Project

General

Profile

Task #3205

address Debian experimental issues

Added by Szilárd Páll 21 days ago. Updated about 8 hours ago.

Status:
Fix uploaded
Priority:
High
Assignee:
-
Category:
testing
Target version:
Difficulty:
uncategorized
Close

Description

The results of the beta1 show a couple of failures:
https://buildd.debian.org/status/package.php?p=gromacs&suite=experimental

Some of these have been resolved in beta2, other have (likely) not, in particular:
  • the arm64 build fails:
    13: [ RUN      ] HardwareTopologyTest.NumaCacheSelfconsistency
    13: /<<PKGBUILDDIR>>/src/gromacs/hardware/tests/hardwaretopology.cpp:205: Failure
    13: Expected: (c.size) > (0), actual: 0 vs 0
    13: /<<PKGBUILDDIR>>/src/gromacs/hardware/tests/hardwaretopology.cpp:205: Failure
    13: Expected: (c.size) > (0), actual: 0 vs 0
    13: [  FAILED  ] HardwareTopologyTest.NumaCacheSelfconsistency (9 ms)
    13: [----------] 4 tests from HardwareTopologyTest (35 ms total)
    
  • i386: ListedForcesTest, MathUnitTest fail
  • ppc64el:SimulatorsAreEquivalentDefaultModular/SimulatorComparisonTest.WithinTolerances/3

On most the other hardware there are failures in MdrunTests, FileIOTests, MdrunNonIntegratorTests

make-check.log.gz (36 KB) make-check.log.gz Szilárd Páll, 12/05/2019 12:28 AM

Associated revisions

Revision c5a01a73 (diff)
Added by Mark Abraham 19 days ago

Stop testing that hwloc cache-size detection works properly

This was never a unit test of whether GROMACS HardwareTopology can
detect cache line size, because it requires both that hwloc works
correctly on the execution hardware, and that GROMACS code uses its
results correctly. So we should stop running such tests.

Refs #3205

Change-Id: I4d13e39620335b235f9969e5e09299fb9b41b1a0

Revision d76ad197 (diff)
Added by Mark Abraham 19 days ago

Relaxed listed forces test tolerances

Different compilers on different hardware generate different FP
instructions, which we need to tolerate.

Refs #3205

Change-Id: I965cecd82593dd7a0dd9e34d69937d06cd60735c

Revision bc628c63 (diff)
Added by Mark Abraham 10 days ago

Relax tolerance for bd tests

The implementation is somehow not very reproducible.

Refs #3205

Change-Id: Ibf9de00d6e67b8e2237cc8726f300b2bf8ad2327

Revision 245b4433 (diff)
Added by Test User 4 days ago

Relax test tolerance for cross correlation measure for densities

Some compilers do not perform the optimisations that are necessary to
reach default real tolerance when calculating the cross correlation of
larger three dimensional densities (100x100x100 voxels)

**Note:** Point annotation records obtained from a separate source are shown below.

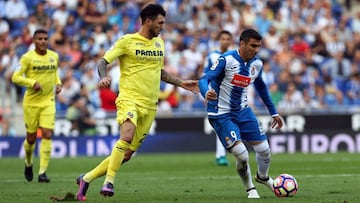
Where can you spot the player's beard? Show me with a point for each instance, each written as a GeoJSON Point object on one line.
{"type": "Point", "coordinates": [154, 32]}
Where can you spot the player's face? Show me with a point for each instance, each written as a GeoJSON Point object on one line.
{"type": "Point", "coordinates": [250, 48]}
{"type": "Point", "coordinates": [157, 26]}
{"type": "Point", "coordinates": [41, 42]}
{"type": "Point", "coordinates": [225, 41]}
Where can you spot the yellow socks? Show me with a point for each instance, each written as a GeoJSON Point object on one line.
{"type": "Point", "coordinates": [98, 171]}
{"type": "Point", "coordinates": [116, 158]}
{"type": "Point", "coordinates": [29, 151]}
{"type": "Point", "coordinates": [45, 154]}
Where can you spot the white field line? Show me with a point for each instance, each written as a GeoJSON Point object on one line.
{"type": "Point", "coordinates": [59, 179]}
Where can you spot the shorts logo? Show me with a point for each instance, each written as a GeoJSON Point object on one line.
{"type": "Point", "coordinates": [252, 71]}
{"type": "Point", "coordinates": [213, 67]}
{"type": "Point", "coordinates": [130, 114]}
{"type": "Point", "coordinates": [241, 80]}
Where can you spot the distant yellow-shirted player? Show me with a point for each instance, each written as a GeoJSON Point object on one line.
{"type": "Point", "coordinates": [37, 72]}
{"type": "Point", "coordinates": [141, 57]}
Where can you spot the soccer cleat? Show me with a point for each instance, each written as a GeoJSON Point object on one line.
{"type": "Point", "coordinates": [107, 190]}
{"type": "Point", "coordinates": [222, 161]}
{"type": "Point", "coordinates": [266, 181]}
{"type": "Point", "coordinates": [29, 175]}
{"type": "Point", "coordinates": [83, 186]}
{"type": "Point", "coordinates": [252, 193]}
{"type": "Point", "coordinates": [43, 178]}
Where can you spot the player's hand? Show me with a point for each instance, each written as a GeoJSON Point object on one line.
{"type": "Point", "coordinates": [191, 85]}
{"type": "Point", "coordinates": [104, 82]}
{"type": "Point", "coordinates": [58, 89]}
{"type": "Point", "coordinates": [37, 87]}
{"type": "Point", "coordinates": [277, 122]}
{"type": "Point", "coordinates": [211, 95]}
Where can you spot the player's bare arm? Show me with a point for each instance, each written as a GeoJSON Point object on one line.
{"type": "Point", "coordinates": [58, 89]}
{"type": "Point", "coordinates": [191, 85]}
{"type": "Point", "coordinates": [105, 80]}
{"type": "Point", "coordinates": [37, 87]}
{"type": "Point", "coordinates": [211, 95]}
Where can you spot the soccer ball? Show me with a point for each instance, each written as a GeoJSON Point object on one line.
{"type": "Point", "coordinates": [285, 185]}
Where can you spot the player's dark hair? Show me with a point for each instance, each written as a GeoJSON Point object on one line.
{"type": "Point", "coordinates": [248, 34]}
{"type": "Point", "coordinates": [40, 31]}
{"type": "Point", "coordinates": [151, 11]}
{"type": "Point", "coordinates": [223, 32]}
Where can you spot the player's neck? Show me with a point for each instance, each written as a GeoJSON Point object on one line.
{"type": "Point", "coordinates": [40, 52]}
{"type": "Point", "coordinates": [145, 33]}
{"type": "Point", "coordinates": [241, 55]}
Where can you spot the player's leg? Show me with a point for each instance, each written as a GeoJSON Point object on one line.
{"type": "Point", "coordinates": [46, 124]}
{"type": "Point", "coordinates": [229, 134]}
{"type": "Point", "coordinates": [127, 131]}
{"type": "Point", "coordinates": [220, 153]}
{"type": "Point", "coordinates": [144, 120]}
{"type": "Point", "coordinates": [31, 115]}
{"type": "Point", "coordinates": [262, 151]}
{"type": "Point", "coordinates": [252, 132]}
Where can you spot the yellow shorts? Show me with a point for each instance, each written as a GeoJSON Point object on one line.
{"type": "Point", "coordinates": [35, 117]}
{"type": "Point", "coordinates": [141, 117]}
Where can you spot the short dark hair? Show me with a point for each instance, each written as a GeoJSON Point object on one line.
{"type": "Point", "coordinates": [151, 11]}
{"type": "Point", "coordinates": [248, 34]}
{"type": "Point", "coordinates": [224, 32]}
{"type": "Point", "coordinates": [40, 31]}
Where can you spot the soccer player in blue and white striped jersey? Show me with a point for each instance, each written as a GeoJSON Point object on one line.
{"type": "Point", "coordinates": [229, 112]}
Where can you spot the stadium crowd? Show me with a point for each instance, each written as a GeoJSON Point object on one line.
{"type": "Point", "coordinates": [311, 48]}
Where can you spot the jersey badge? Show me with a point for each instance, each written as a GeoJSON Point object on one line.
{"type": "Point", "coordinates": [241, 80]}
{"type": "Point", "coordinates": [213, 67]}
{"type": "Point", "coordinates": [157, 44]}
{"type": "Point", "coordinates": [130, 114]}
{"type": "Point", "coordinates": [252, 70]}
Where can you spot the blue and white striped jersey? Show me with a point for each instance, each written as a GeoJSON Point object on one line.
{"type": "Point", "coordinates": [230, 77]}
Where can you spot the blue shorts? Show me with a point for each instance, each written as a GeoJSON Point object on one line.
{"type": "Point", "coordinates": [232, 127]}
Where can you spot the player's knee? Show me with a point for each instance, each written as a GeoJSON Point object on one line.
{"type": "Point", "coordinates": [262, 149]}
{"type": "Point", "coordinates": [127, 156]}
{"type": "Point", "coordinates": [47, 133]}
{"type": "Point", "coordinates": [31, 138]}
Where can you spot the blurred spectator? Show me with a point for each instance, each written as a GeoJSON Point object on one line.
{"type": "Point", "coordinates": [61, 15]}
{"type": "Point", "coordinates": [4, 125]}
{"type": "Point", "coordinates": [16, 11]}
{"type": "Point", "coordinates": [352, 89]}
{"type": "Point", "coordinates": [292, 99]}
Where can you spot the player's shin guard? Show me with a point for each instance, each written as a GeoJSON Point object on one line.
{"type": "Point", "coordinates": [242, 164]}
{"type": "Point", "coordinates": [29, 151]}
{"type": "Point", "coordinates": [262, 158]}
{"type": "Point", "coordinates": [45, 154]}
{"type": "Point", "coordinates": [98, 171]}
{"type": "Point", "coordinates": [116, 158]}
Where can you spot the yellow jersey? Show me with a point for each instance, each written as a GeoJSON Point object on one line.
{"type": "Point", "coordinates": [42, 69]}
{"type": "Point", "coordinates": [141, 61]}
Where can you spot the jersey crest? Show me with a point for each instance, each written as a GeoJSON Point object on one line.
{"type": "Point", "coordinates": [241, 80]}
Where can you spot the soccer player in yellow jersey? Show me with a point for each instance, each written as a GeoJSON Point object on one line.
{"type": "Point", "coordinates": [37, 72]}
{"type": "Point", "coordinates": [141, 57]}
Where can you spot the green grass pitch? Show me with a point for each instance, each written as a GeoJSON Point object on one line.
{"type": "Point", "coordinates": [188, 178]}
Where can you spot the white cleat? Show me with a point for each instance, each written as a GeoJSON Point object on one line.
{"type": "Point", "coordinates": [253, 194]}
{"type": "Point", "coordinates": [267, 181]}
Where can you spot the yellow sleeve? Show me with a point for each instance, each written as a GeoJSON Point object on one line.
{"type": "Point", "coordinates": [119, 48]}
{"type": "Point", "coordinates": [18, 76]}
{"type": "Point", "coordinates": [57, 79]}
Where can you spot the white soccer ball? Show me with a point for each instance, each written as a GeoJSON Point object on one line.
{"type": "Point", "coordinates": [285, 185]}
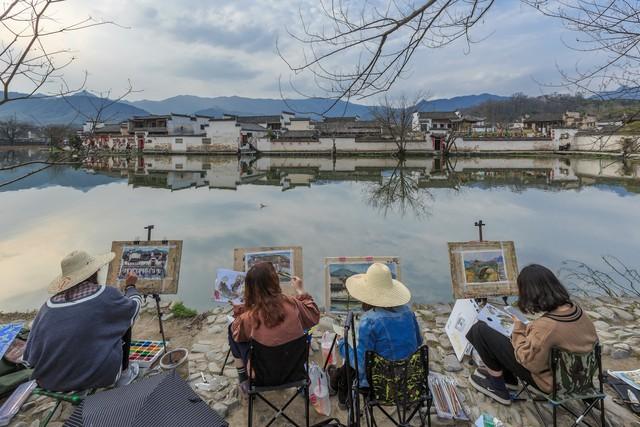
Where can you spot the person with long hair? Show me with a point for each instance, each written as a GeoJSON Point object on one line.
{"type": "Point", "coordinates": [526, 355]}
{"type": "Point", "coordinates": [268, 316]}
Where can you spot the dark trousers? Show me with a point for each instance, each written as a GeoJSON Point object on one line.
{"type": "Point", "coordinates": [496, 351]}
{"type": "Point", "coordinates": [126, 346]}
{"type": "Point", "coordinates": [240, 350]}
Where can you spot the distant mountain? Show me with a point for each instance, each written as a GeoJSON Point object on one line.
{"type": "Point", "coordinates": [457, 102]}
{"type": "Point", "coordinates": [42, 110]}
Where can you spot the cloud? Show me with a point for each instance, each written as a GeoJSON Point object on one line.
{"type": "Point", "coordinates": [213, 68]}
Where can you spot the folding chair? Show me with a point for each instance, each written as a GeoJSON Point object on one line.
{"type": "Point", "coordinates": [403, 384]}
{"type": "Point", "coordinates": [572, 375]}
{"type": "Point", "coordinates": [278, 368]}
{"type": "Point", "coordinates": [74, 398]}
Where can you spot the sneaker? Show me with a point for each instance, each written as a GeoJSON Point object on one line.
{"type": "Point", "coordinates": [128, 376]}
{"type": "Point", "coordinates": [492, 387]}
{"type": "Point", "coordinates": [513, 386]}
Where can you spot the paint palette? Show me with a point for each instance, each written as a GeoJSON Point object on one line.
{"type": "Point", "coordinates": [145, 353]}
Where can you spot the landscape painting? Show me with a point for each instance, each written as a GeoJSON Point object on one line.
{"type": "Point", "coordinates": [287, 260]}
{"type": "Point", "coordinates": [338, 270]}
{"type": "Point", "coordinates": [282, 261]}
{"type": "Point", "coordinates": [156, 263]}
{"type": "Point", "coordinates": [483, 269]}
{"type": "Point", "coordinates": [484, 266]}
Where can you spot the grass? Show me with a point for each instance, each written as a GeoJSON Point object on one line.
{"type": "Point", "coordinates": [180, 311]}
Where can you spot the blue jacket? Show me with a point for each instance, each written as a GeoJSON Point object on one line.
{"type": "Point", "coordinates": [392, 333]}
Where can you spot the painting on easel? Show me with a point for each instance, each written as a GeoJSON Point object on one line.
{"type": "Point", "coordinates": [156, 263]}
{"type": "Point", "coordinates": [339, 269]}
{"type": "Point", "coordinates": [483, 269]}
{"type": "Point", "coordinates": [287, 260]}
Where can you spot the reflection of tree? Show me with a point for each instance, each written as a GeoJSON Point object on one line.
{"type": "Point", "coordinates": [400, 191]}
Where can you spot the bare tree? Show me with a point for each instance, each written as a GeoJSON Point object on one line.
{"type": "Point", "coordinates": [11, 130]}
{"type": "Point", "coordinates": [400, 191]}
{"type": "Point", "coordinates": [395, 117]}
{"type": "Point", "coordinates": [26, 59]}
{"type": "Point", "coordinates": [379, 39]}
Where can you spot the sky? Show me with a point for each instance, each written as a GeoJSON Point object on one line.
{"type": "Point", "coordinates": [221, 48]}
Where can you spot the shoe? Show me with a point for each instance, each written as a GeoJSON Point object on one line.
{"type": "Point", "coordinates": [128, 376]}
{"type": "Point", "coordinates": [513, 386]}
{"type": "Point", "coordinates": [492, 387]}
{"type": "Point", "coordinates": [332, 375]}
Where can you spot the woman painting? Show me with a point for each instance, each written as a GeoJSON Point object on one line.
{"type": "Point", "coordinates": [387, 327]}
{"type": "Point", "coordinates": [526, 355]}
{"type": "Point", "coordinates": [268, 316]}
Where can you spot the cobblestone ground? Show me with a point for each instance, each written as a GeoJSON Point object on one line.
{"type": "Point", "coordinates": [616, 320]}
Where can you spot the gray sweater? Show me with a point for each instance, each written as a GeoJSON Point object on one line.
{"type": "Point", "coordinates": [78, 345]}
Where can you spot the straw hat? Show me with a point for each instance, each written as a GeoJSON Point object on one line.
{"type": "Point", "coordinates": [376, 287]}
{"type": "Point", "coordinates": [77, 267]}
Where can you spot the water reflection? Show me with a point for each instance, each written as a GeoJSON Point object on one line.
{"type": "Point", "coordinates": [553, 208]}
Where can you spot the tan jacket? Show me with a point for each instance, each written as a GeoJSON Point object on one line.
{"type": "Point", "coordinates": [566, 327]}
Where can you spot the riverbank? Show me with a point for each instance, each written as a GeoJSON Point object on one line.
{"type": "Point", "coordinates": [205, 336]}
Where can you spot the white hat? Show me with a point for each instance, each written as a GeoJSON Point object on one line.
{"type": "Point", "coordinates": [77, 267]}
{"type": "Point", "coordinates": [376, 287]}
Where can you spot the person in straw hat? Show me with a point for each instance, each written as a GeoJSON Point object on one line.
{"type": "Point", "coordinates": [80, 337]}
{"type": "Point", "coordinates": [387, 326]}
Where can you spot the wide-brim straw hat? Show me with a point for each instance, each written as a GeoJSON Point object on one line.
{"type": "Point", "coordinates": [77, 267]}
{"type": "Point", "coordinates": [378, 288]}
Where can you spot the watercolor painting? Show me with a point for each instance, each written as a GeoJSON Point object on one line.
{"type": "Point", "coordinates": [156, 263]}
{"type": "Point", "coordinates": [338, 270]}
{"type": "Point", "coordinates": [229, 286]}
{"type": "Point", "coordinates": [282, 261]}
{"type": "Point", "coordinates": [483, 269]}
{"type": "Point", "coordinates": [484, 266]}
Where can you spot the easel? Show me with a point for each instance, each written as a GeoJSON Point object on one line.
{"type": "Point", "coordinates": [155, 296]}
{"type": "Point", "coordinates": [483, 301]}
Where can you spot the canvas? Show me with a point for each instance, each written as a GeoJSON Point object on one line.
{"type": "Point", "coordinates": [8, 333]}
{"type": "Point", "coordinates": [338, 270]}
{"type": "Point", "coordinates": [483, 269]}
{"type": "Point", "coordinates": [461, 319]}
{"type": "Point", "coordinates": [156, 263]}
{"type": "Point", "coordinates": [287, 261]}
{"type": "Point", "coordinates": [229, 286]}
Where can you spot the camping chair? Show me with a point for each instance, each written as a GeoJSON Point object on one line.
{"type": "Point", "coordinates": [278, 368]}
{"type": "Point", "coordinates": [573, 381]}
{"type": "Point", "coordinates": [74, 398]}
{"type": "Point", "coordinates": [403, 384]}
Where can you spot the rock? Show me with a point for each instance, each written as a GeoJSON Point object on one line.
{"type": "Point", "coordinates": [593, 315]}
{"type": "Point", "coordinates": [600, 325]}
{"type": "Point", "coordinates": [624, 315]}
{"type": "Point", "coordinates": [444, 342]}
{"type": "Point", "coordinates": [201, 348]}
{"type": "Point", "coordinates": [451, 363]}
{"type": "Point", "coordinates": [215, 330]}
{"type": "Point", "coordinates": [431, 338]}
{"type": "Point", "coordinates": [606, 313]}
{"type": "Point", "coordinates": [221, 409]}
{"type": "Point", "coordinates": [621, 351]}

This patch loosens the requirement on the precision of cross correlation
evaluations.

refs #3205

Change-Id: Iad1bb1b17bb6935b2ce2537bcbb6c3902172a6bc

Revision a83b3bdd (diff)
Added by Test User about 22 hours ago

Relax cross-correlation test precision

Relase the floating point precision in cross-correlation evaluations on
large data arrays further. i386 fails here with debian experimental build.

Refs #3205

Change-Id: I86c9ad1804da5be98671ac14a5bc37ea5636aad0

History

#1 Updated by Mark Abraham 19 days ago

Szilárd Páll wrote:

The results of the beta1 show a couple of failures:
https://buildd.debian.org/status/package.php?p=gromacs&suite=experimental

Some of these have been resolved in beta2, other have (likely) not, in particular:

Done in c5a01a73e9095ae3998fc947b7e8bcfac3b57240

[...]
  • i386: ListedForcesTest, MathUnitTest fail

Proposed workarounds at https://gerrit.gromacs.org/c/gromacs/+/14319

  • ppc64el:SimulatorsAreEquivalentDefaultModular/SimulatorComparisonTest.WithinTolerances/3

Done in 536052b4c4ff46c700bde79ab00c022e817ac936

On most the other hardware there are failures in MdrunTests, FileIOTests, MdrunNonIntegratorTests

FileIOTests fails with some mrc reading stuff, e.g. https://buildd.debian.org/status/fetch.php?pkg=gromacs&arch=hppa&ver=2020%7Ebeta1-2&stamp=1571308902&raw=0. MdrunTests are failing on DensityFitting tests at https://buildd.debian.org/status/fetch.php?pkg=gromacs&arch=powerpc&ver=2020%7Ebeta1-2&stamp=1571361286&raw=0. I can see the latter throwing when we try to make a vector that is too large, which is generally because some size field is uninitialized or reads a garbage large integer. Is there something broken on some kind of weird hardware, Christian?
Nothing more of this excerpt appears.